Miriam Bajtala: Becoming Outline
Screening des Films ‚Becoming Outline’ (AT 2024, 70 min) von Miriam Bajtala, mit einer Einführung von Patricia Grzonka, Lehrbeauftragte am Institut für Kunst und Architektur. Teil der Vortragsreihe IKA Lecture Series Summer 25.
Für einen Moment erstarren Vater, Mutter und Tochter zum Tableau vivant, ein Gemälde imitierend. Aus dem Off erzählt eine Stimme eine Episode aus dem Leben der Urgroßmutter, die einst als Erntehelferin nach Frankreich ging. Miriam Bajtalas Becoming Outline ist Autoethnografie, Familienaufstellung und vielschichtig-komplexes Selbstporträt in einem.
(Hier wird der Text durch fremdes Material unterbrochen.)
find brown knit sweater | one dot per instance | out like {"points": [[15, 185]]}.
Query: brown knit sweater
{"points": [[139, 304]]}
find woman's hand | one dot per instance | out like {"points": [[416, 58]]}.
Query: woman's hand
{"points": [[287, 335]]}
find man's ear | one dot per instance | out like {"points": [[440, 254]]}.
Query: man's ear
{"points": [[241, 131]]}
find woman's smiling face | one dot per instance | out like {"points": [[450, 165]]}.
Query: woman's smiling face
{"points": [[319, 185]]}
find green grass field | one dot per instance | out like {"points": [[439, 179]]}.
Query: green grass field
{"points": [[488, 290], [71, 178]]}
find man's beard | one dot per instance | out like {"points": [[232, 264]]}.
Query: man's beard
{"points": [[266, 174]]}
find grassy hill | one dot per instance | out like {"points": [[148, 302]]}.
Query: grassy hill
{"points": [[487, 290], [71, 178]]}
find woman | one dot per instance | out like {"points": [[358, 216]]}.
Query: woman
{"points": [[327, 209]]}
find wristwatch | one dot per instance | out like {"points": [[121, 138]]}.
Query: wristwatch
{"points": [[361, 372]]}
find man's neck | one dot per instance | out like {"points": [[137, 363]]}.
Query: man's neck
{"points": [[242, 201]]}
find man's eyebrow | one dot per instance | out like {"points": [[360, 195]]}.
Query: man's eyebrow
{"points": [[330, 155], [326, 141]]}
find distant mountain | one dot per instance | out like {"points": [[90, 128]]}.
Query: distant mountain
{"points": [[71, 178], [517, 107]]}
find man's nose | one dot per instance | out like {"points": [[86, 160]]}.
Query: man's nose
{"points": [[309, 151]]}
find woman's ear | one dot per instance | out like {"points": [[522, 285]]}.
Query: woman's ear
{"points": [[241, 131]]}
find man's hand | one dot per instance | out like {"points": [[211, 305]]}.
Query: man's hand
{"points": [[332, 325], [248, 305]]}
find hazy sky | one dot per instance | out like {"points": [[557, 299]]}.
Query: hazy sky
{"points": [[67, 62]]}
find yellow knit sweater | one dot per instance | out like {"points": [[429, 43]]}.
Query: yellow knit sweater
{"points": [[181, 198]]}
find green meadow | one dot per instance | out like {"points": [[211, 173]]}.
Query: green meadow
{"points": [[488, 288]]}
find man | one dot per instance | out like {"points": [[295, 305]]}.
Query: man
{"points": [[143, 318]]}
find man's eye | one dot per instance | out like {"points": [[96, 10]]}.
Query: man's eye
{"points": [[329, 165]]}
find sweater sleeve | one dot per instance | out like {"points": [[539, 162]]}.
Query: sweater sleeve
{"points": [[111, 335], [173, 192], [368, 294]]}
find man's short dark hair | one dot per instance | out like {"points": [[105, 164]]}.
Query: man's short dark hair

Der Film durchläuft die Stationen der Migrationsgeschichte der Familie – Frankreich, Tschechoslowakei, Österreich – und ihrer sozialen, also auch psychologischen, finanziellen und intellektuellen Emanzipation. Laiendarsteller:innen spielen Szenen aus dem Aufwachsen und dem Erwachsenenleben der Regisseurin nach: Kirschkernspucken auf ein Porträt des Generalsekretärs der Kommunistischen Partei als Akt politischer Subversion; Weihnachten unterm Plastikbaum vor einer Papierkrippe aus der Kronen Zeitung; studentische Verlorenheit vor Bücherstapeln.
Auf einer sommerlichen Wiese zieht rotes Textilband die Umrisse der 18 Wohnungen nach, in denen die Regisseurin an diversen Orten von Oberösterreich bis Kanada gelebt hat. Aller Präzision der Erinnerung zum Trotz sind die konkreten Räume abstrakte Umgebungen für prägende Erlebnisse geworden – rätselhafte, schambesetzte, befreiende. Die Weite der Wiese um die Umrisse herum antizipiert den Ausbruch aus beengten Verhältnissen, setzt die Emanzipation ins Bild, bevor die Erzählung sie einholt.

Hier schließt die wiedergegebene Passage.